In these cases, inflammatory processes can also occur, even necessary, accompanied by severe pain. Sometimes it may be required to extract the tooth, an intervention that must be carefully evaluated considering several factors. We try to clarify this issue by answering the most frequently asked questions.

DO WISDOM TEETH ALWAYS HAVE TO BE REMOVED?

No, despite some popular beliefs and false myths say the opposite, there is nothing inherently harmful in the wisdom teeth: within the permanent dentition, they are of equal importance compared to the other teeth. Do not the wisdom teeth that have not entirely escaped have to be extracted? Although it may surprise you, the answer is no, not all wisdom teeth that have not leaked must necessarily be removed.

Some people have spent their complete lives with one or even all wisdom teeth that have not leaked, without presenting any symptoms or complications. The wisdom teeth removal cost changes if problems occur: in this case, it is the dentist who, based on his knowledge and experience, assesses whether or not to proceed with tooth removal.

On what considerations does the dentist base his decision? One of the factors on which the dentist bases his judgment is the degree of retention of the tooth. If the tooth is completely retained, there are usually no complications or specific symptoms, and therefore there is no need to intervene.

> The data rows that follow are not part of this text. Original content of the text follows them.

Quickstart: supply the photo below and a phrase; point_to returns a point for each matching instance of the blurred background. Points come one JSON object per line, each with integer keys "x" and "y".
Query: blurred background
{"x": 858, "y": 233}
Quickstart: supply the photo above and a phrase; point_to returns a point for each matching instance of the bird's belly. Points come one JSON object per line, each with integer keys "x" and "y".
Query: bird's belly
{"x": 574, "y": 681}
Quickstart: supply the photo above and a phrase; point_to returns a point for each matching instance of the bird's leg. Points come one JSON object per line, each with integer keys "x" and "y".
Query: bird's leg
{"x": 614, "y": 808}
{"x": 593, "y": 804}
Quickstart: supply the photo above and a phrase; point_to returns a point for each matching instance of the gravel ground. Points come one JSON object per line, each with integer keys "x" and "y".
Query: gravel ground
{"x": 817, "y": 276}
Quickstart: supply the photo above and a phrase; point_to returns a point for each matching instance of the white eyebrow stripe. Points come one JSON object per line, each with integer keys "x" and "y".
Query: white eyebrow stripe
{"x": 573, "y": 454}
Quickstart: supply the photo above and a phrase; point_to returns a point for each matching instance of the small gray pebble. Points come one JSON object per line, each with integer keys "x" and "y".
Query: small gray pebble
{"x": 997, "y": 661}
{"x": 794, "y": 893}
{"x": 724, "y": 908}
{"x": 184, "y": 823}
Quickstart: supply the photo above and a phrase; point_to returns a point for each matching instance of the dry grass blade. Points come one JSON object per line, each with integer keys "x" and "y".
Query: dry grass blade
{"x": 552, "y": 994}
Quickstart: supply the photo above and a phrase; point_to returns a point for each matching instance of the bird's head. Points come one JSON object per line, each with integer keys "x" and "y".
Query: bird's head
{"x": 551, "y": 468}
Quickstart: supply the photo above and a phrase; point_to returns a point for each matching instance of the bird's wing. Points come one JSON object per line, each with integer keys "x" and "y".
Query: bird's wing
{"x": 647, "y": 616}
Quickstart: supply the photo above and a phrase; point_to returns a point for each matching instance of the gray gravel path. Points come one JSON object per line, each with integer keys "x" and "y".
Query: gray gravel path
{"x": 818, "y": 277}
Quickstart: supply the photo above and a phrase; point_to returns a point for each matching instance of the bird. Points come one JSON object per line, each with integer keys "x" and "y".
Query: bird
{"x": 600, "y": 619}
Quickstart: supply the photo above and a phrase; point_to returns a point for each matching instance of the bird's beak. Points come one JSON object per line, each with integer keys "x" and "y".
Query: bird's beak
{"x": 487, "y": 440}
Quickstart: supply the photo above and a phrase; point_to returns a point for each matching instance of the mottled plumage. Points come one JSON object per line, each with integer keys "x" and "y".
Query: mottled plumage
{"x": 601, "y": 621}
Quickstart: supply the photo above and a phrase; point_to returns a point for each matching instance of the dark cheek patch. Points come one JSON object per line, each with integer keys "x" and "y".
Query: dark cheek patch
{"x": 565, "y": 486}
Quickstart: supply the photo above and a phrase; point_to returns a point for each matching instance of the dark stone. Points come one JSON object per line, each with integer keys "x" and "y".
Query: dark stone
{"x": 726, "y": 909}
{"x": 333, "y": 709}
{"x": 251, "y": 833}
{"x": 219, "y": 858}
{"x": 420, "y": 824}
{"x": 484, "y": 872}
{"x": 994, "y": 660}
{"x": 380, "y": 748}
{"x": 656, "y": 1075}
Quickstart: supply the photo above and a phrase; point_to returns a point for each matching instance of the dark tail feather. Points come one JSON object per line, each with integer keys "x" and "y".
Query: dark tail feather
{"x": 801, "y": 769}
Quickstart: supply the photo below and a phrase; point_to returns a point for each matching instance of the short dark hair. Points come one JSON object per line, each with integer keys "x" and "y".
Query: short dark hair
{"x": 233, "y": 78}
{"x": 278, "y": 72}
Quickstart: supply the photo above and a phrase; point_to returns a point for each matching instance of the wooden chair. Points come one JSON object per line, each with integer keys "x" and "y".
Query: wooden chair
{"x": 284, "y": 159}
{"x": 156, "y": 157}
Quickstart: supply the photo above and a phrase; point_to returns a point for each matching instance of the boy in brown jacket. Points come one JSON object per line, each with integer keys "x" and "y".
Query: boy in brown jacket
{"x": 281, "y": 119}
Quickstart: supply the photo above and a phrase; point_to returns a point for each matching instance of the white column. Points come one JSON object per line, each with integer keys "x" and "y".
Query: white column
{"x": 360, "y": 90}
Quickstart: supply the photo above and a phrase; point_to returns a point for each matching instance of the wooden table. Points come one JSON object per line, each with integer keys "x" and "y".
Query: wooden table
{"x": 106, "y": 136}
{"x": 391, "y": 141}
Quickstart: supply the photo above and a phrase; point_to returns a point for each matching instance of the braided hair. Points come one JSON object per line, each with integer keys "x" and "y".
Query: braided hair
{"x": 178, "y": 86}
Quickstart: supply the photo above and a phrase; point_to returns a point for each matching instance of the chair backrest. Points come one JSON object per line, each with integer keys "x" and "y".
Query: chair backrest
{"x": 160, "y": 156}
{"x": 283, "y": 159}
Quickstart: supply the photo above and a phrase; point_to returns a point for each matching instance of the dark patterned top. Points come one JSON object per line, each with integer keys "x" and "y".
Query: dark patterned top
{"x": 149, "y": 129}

Finally, in the case of teeth erupted in the arch, the functionality and cleaning capacity of the tooth must be evaluated. If the antagonist’s tooth is absent, it may be useful to remove it as it is not functional. In fact, the teeth work in pairs and if the antagonist is missing it could extrude and lengthen causing essential problems. Moreover, if it is in a complicated position and the mouth is small, it can be difficult to clean with the risk of developing problems.

CAN THE EXTRACTION OF A WISDOM TOOTH DAMAGE ADJACENT TEETH OR CAUSE COMPLICATIONS?

In some cases, the removal of a completely enclosed tooth may lead to complications. For example, the lower wisdom teeth are placed near the mandibular nerve, the accidental injury of which can cause temporary or permanent paralysis of the lip. Also, the bone lining of the second molar or the bone itself of the mandible may undergo small changes or fractures during the removal of the wisdom tooth by wisdom teeth removal dentist. These are borderline cases, which generally do not occur, but it is right that the patient is aware of the potential risks.